Nei pazienti adulti con leucemia mieloide acuta FLT3-ITD-positiva di nuova diagnosi, l’aggiunta dell’inibitore orale di FLT3 quizartinib alla chemioterapia standard di induzione e alla terapia di consolidamento ha dimostrato di migliorare in modo significativo la sopravvivenza globale (OS) rispetto alla sola chemioterapia standard, secondo una prima analisi dei risultati dello studio di fase 3 QuANTUM-First, presentata all’ultimo convegno della European Hematology Association (EHA), a Vienna.

I risultati, presentati in conferenza stampa, mostrano che dopo un follow-up superiore ai 3 anni, il trattamento con quizartinib ha più che raddoppiato l’OS, che ha superato i 30 mesi, e ridotto del 22,4% il rischio di decesso rispetto al placebo.
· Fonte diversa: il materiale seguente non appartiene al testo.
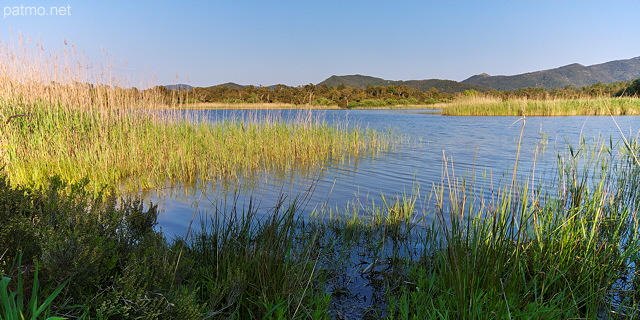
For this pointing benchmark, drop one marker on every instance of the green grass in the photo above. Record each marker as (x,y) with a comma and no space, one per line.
(137,150)
(493,107)
(566,249)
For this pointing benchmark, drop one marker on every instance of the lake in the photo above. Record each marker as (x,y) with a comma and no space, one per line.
(479,148)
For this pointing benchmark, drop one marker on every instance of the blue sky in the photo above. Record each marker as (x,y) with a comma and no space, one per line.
(299,42)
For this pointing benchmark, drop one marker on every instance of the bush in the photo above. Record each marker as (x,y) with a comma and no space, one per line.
(632,91)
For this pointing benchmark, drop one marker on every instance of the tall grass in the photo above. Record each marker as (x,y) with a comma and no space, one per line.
(478,106)
(60,117)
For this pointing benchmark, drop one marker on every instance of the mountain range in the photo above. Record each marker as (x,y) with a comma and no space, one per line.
(573,75)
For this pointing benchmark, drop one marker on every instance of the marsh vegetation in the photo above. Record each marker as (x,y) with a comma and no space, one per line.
(73,244)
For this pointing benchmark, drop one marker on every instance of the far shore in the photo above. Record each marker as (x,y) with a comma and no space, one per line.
(220,105)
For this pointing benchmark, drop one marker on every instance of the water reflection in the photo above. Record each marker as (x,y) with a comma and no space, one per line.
(482,149)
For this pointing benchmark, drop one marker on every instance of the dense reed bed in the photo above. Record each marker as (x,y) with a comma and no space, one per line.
(139,150)
(566,249)
(476,106)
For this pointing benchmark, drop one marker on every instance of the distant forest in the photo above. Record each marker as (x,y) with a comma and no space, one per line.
(374,96)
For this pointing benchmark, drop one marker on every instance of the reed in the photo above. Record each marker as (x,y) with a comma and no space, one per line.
(567,252)
(483,106)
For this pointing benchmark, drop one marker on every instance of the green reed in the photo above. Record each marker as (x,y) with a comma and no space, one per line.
(567,252)
(137,150)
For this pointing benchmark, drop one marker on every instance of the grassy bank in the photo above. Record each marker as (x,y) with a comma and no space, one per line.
(565,249)
(58,119)
(137,149)
(495,107)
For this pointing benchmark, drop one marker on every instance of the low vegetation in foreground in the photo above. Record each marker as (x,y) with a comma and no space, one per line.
(483,106)
(126,137)
(567,250)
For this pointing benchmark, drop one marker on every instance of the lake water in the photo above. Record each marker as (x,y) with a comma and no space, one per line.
(476,146)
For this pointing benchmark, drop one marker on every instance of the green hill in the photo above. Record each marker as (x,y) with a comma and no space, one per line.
(360,81)
(575,75)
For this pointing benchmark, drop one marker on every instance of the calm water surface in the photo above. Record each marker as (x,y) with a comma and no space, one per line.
(476,146)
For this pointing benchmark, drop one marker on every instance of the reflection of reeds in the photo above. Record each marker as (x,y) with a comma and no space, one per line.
(84,123)
(476,106)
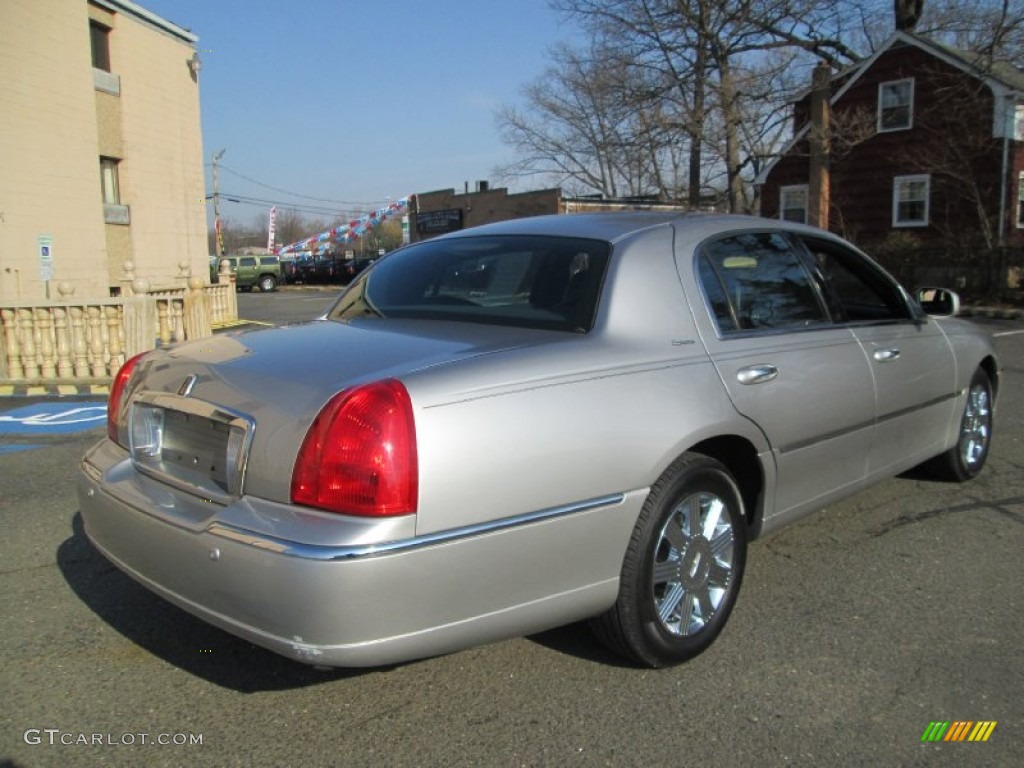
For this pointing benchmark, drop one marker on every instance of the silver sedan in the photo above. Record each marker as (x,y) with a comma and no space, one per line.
(526,424)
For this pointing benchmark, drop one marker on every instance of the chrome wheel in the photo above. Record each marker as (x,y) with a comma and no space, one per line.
(976,427)
(692,563)
(683,566)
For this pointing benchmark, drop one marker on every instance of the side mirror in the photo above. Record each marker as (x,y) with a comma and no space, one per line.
(938,301)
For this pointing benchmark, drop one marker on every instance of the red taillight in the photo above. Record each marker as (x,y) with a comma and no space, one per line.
(115,408)
(359,454)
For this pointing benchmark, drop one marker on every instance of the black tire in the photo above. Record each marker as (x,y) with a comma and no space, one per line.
(678,586)
(966,460)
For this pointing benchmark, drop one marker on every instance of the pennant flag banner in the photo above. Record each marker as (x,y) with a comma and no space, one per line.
(348,232)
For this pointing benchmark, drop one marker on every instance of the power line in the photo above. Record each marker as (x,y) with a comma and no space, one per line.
(296,195)
(247,200)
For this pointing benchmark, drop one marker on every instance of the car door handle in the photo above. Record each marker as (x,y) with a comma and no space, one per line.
(757,374)
(886,355)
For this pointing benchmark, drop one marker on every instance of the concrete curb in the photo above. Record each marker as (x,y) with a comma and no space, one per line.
(992,312)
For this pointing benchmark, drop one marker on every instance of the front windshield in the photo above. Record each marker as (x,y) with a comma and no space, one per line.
(522,281)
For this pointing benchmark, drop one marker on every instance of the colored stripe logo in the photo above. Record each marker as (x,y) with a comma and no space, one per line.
(958,730)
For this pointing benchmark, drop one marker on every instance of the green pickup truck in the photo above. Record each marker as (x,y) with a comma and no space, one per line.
(262,271)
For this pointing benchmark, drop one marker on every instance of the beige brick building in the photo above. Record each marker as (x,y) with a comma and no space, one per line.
(100,148)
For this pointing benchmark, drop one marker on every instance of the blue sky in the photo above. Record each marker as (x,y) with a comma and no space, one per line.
(358,101)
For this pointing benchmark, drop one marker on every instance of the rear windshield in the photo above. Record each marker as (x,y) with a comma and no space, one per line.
(528,282)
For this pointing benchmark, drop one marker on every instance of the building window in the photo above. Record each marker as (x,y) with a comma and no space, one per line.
(1020,201)
(910,196)
(895,105)
(115,212)
(109,180)
(99,37)
(793,204)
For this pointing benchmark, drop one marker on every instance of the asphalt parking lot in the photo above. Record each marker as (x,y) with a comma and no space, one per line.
(856,629)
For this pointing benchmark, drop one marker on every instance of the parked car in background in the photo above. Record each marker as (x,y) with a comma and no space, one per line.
(328,269)
(263,272)
(526,424)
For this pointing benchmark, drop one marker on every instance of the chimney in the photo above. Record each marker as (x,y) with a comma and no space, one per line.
(907,13)
(818,186)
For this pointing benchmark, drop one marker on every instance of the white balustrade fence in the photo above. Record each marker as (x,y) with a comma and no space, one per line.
(73,340)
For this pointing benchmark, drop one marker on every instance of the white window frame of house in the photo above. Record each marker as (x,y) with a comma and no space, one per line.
(901,184)
(890,87)
(99,45)
(793,189)
(110,183)
(1020,201)
(115,212)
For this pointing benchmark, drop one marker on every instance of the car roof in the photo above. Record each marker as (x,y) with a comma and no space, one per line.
(612,226)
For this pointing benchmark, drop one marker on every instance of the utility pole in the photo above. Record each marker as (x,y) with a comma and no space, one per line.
(216,204)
I risultati di questo studio «mostrano che quizartinib ha potenzialità per cambiare lo standard di cura nel trattamento dei pazienti adulti con leucemia mieloide acuta FLT3-ITD-positiva di nuova diagnosi», ha dichiarato l’autore principale dello studio Harry Erba, del Duke Cancer Institute di Durham (North Carolina), presentando i risultati dello studio al convegno.

Quizartinib è un potente inibitore tirosin chinasico (TKI) di FLT3, di tipo II e altamente selettivo contro le versioni mutate che originano dalle duplicazioni tandem interne (internal tandem duplications, ITD) del gene corrispondente.

Un terzo dei pazienti con leucemia mieloide acuta è portatore di mutazioni del gene FLT3, che sono associate a esiti peggiori e a un minore tasso di sopravvivenza rispetto all’assenza di tali mutazioni.

Lo studio QuANTUM-First
QuANTUM-First (NCT02668653) è uno studio internazionale, randomizzato, controllato contro placebo, e in doppio cieco, che ha incluso 539 pazienti con leucemia mieloide acuta FLT3-ITD-positiva di nuova diagnosi, di età compresa fra 18 e 75 anni.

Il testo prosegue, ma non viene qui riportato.